Preparation of the patient
- Undilated pupil
- Refractive error corrected
- Uniocular recording Patch other eye
As per international 10/20 system of recording electroencephalogram. z denotes midline structures along sagittal plane.
- Occipital lobe(Oz, active/positive)
- Forehead(Fz, reference/negative)
- Earlobe/vertex/mastoid (ground/neutral)
ISCEV Standard protocol
- Pattern reversal VEPs - The blocks of checkerboard (white and black) reverse keeping the luminance same. Standard reversal rate is 2 reversals per second (rps). Both large (1 degree) and small (0.25 degree) should be checked.
- Pattern onset/offset VEPs- The blocks of checkerboard are on and off with time. During off time there is a diffuse gray background. However, there should be no change in luminance. This protocol should also be checked using both stimuli with large, 1 degree, and small, 0.25 degree checks. This protocol is useful for malingering and patients with nystagmus, The checkerboard is on for 200 ms and off (diffuse gray background) for 400ms.
- Flash VEPs use a flash which should subtends visual field of at least 20 degree. The flash rate should be 1 per second. The luminance of the stimulus is 3 photopic candela.second/meter squared (cd.s.m-2).
- Pattern reversal VEPs - 2 negative and one positive wave (N75, P100 and N135 peaks). These waves appear at 75ms, 100ms and 135ms after the stimulus respectively. Amplitude of P100 = peak of N75 to peak of P100.

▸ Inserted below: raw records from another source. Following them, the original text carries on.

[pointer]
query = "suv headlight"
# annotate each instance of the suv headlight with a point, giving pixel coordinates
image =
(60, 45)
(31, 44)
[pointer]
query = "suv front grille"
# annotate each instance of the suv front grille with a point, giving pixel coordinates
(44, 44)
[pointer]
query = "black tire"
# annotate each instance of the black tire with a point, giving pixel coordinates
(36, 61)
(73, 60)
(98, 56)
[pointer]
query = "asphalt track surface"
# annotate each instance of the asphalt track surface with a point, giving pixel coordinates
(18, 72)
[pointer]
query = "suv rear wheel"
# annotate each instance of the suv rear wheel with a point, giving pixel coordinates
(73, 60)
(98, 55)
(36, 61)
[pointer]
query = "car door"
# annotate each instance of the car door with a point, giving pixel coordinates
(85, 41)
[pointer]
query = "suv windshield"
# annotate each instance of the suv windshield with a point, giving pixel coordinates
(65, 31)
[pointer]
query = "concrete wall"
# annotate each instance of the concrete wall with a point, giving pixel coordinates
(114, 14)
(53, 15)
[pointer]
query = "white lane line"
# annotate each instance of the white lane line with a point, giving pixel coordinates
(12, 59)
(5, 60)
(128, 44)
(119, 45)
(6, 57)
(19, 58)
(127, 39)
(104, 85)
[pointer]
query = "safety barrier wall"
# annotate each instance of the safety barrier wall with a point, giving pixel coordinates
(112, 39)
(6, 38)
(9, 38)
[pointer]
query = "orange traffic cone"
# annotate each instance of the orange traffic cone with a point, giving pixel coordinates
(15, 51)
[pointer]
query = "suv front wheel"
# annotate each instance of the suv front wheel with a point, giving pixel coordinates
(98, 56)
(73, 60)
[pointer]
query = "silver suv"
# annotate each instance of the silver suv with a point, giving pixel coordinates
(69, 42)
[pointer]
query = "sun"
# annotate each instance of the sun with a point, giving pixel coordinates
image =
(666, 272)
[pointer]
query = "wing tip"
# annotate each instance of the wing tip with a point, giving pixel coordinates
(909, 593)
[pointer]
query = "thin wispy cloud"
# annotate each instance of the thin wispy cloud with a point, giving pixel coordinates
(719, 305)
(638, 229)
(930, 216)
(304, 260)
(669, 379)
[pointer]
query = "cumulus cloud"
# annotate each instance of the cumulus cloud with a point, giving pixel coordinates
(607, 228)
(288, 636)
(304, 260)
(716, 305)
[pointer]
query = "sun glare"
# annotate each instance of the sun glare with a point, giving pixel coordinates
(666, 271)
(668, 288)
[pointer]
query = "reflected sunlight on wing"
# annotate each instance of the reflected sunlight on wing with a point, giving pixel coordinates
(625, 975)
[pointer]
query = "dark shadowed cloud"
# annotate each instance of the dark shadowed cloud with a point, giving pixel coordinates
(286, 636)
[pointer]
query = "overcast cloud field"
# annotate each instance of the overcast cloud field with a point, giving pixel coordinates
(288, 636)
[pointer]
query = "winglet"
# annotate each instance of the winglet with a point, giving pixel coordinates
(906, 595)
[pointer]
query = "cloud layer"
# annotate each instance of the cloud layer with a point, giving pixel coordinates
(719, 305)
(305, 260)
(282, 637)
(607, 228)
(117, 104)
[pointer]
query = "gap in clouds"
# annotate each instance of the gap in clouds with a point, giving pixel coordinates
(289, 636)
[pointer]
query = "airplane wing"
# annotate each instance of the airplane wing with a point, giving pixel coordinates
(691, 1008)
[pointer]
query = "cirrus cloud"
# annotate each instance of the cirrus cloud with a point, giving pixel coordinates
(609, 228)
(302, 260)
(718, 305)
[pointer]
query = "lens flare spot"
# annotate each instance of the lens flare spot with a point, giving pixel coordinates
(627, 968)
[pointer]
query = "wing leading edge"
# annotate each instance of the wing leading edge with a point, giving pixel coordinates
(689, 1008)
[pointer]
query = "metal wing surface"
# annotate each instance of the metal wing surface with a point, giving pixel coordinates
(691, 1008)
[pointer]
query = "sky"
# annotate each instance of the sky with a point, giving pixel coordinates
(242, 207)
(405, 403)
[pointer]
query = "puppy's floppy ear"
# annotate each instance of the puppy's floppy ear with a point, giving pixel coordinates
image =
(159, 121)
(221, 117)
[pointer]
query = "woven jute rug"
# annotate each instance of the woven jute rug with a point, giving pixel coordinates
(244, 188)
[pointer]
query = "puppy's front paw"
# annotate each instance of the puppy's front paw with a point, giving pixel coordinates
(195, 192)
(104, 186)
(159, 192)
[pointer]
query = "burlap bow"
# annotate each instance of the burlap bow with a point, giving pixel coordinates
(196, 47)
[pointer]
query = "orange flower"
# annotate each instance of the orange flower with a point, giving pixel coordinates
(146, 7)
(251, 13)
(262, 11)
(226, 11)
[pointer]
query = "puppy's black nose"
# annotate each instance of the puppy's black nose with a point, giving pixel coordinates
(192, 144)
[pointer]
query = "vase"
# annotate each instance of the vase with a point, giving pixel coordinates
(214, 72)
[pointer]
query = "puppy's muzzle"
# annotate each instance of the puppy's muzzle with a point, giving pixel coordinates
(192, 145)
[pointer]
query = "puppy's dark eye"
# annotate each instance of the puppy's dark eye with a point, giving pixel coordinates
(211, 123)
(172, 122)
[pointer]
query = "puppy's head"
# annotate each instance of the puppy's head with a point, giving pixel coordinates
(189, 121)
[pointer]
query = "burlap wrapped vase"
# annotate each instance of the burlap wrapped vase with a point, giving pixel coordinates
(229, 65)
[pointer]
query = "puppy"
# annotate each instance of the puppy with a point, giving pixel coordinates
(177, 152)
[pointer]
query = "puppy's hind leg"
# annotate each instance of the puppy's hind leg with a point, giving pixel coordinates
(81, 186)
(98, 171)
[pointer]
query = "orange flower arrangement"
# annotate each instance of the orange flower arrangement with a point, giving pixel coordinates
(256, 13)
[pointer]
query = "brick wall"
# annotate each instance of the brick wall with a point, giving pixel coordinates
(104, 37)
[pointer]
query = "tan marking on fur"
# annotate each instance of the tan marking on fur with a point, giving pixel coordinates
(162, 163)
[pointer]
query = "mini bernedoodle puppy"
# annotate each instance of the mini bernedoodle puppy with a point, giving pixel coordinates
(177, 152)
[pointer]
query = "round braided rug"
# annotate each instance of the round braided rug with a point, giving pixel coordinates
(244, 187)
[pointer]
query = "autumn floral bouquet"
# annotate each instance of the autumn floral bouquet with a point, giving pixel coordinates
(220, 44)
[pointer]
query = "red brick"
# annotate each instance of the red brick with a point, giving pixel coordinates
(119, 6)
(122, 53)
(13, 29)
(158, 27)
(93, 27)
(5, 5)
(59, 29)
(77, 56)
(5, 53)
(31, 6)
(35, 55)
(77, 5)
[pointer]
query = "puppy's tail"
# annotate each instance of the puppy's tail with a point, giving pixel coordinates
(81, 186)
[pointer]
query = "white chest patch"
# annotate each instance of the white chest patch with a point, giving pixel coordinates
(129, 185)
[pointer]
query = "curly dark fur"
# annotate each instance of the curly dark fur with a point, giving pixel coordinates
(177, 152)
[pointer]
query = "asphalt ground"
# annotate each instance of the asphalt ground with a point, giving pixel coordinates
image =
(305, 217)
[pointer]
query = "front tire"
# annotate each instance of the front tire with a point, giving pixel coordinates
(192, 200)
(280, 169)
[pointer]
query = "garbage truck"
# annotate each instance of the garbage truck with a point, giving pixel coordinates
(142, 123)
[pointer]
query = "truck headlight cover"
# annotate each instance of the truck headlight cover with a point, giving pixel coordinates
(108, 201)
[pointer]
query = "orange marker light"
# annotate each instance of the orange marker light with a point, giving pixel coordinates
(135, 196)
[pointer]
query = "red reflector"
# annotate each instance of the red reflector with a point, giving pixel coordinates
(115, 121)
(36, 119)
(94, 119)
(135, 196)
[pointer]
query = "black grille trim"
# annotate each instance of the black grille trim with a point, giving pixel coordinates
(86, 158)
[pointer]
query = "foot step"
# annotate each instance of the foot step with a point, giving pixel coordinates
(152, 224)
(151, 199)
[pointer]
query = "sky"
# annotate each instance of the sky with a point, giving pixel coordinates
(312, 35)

- Pattern onset/offset VEPs- Positive wave c1 at 75ms, Negative c2 at 125ms, Positive c3 at 150 ms.
- Flash VEPs- Multiple positive and negative waves- most consistent N2 and P2. Amplitude of P2 (120 ms)= peak of N2 (90ms) to peak of P2
ISCEV reporting guidelines
The report should include
- Minimum 2 recordings of each protocol
- Stimulus- field size, strength of flash or mean luminance of pattern, size of pattern elements, contrast of pattern, frequency of reversal,
- Eye tested
- Filter setting
- Location of positive and negative electrodes
- Peak time and amplitude measurements along with reference values
- Any deviation from ISCEV standard
The peak time and amplitude of the waveforms denote the function of optic nerve anterior to chiasma and eye. Main clinical uses are
- Prognosticate eyes with poor vision before planning surgery
- Monitoring visual function of babies
- Investigation of optic neuropathy
- Rule out malingering
Evaluation of chiasma and retrochiasmal visual pathway
Multichannel VEP recording is needed. Active/positive elestrodes are placed
- One at midline over the occiput Oz
- 2 lateral electrodes O1 and O2
Negative/Reference electrode on forehead (Fz).

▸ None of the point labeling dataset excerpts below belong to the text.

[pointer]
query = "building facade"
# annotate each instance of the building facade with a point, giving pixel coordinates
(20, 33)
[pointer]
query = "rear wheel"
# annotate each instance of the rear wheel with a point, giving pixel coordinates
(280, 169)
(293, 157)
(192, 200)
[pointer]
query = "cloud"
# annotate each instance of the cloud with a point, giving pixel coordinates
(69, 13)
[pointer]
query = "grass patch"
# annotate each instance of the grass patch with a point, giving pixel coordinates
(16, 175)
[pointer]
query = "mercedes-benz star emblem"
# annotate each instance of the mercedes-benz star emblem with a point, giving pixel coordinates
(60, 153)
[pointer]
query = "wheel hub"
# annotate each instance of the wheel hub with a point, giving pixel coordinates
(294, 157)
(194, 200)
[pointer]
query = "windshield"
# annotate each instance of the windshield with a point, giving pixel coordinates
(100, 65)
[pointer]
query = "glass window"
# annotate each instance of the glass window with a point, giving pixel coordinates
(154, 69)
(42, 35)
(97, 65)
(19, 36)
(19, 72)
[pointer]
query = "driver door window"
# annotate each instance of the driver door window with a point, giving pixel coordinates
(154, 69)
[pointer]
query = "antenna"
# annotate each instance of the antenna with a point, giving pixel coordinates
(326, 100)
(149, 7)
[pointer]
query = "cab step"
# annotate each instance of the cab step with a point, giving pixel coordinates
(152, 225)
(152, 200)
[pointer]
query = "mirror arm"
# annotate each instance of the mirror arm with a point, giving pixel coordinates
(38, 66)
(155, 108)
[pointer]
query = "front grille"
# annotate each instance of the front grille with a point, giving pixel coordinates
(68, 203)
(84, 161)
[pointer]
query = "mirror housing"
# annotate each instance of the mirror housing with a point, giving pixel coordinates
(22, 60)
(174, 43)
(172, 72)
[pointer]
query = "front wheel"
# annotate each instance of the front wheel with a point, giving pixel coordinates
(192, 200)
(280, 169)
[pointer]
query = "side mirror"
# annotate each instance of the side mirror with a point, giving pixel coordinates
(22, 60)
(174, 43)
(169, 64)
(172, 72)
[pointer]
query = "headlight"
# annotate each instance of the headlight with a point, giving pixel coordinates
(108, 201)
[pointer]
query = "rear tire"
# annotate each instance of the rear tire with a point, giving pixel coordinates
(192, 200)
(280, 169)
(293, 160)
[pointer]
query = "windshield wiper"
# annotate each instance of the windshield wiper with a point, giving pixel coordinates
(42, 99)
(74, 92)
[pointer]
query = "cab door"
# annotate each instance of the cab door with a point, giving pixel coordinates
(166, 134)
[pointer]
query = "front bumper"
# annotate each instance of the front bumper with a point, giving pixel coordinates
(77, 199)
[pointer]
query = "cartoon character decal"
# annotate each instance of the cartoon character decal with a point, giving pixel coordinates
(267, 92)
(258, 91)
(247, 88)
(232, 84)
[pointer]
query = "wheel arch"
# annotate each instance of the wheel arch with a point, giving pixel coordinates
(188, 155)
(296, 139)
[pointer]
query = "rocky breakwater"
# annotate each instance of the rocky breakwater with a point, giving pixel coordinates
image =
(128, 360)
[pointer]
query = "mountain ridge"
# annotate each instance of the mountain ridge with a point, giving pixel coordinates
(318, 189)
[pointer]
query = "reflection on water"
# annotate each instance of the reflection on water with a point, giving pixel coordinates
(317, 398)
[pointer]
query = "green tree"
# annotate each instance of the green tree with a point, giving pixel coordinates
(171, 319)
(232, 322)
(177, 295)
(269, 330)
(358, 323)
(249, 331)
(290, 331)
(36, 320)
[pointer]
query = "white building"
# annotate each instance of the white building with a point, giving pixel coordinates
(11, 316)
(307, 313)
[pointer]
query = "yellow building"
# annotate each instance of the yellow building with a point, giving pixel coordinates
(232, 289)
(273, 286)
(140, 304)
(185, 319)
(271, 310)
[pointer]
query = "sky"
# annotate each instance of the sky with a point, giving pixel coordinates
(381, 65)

Additional active elctrodes at PO7 and P08 referred to Fz may increase sensitivity to lateral asymmetries.
Chiasmal misrouting as in albinism causes an asymmetric distribution of VEP over the posterior scalp. Chismal disorder causes a crossed asymmetry and retrochiasmal dysfunction causes uncrossed asymmetry.
- Odom JV, Bach M, Brigell M, Holder GE, McCulloch DL, Mizota A, Tormene AP; International Society for Clinical Electrophysiology of Vision. ISCEV standard for clinical visual evoked potentials: (2016 update). Doc Ophthalmol. 2016 Aug;133(1):1-9. doi: 10.1007/s10633-016-9553-y. Epub 2016 Jul 21. PubMed PMID: 27443562.
- American Clinical Neurophysiology Society. Guideline 5: Guidelines for standard electrode position nomenclature. J Clin Neurophysiol. 2006 Apr;23(2):107-10. PubMed PMID: 16612226.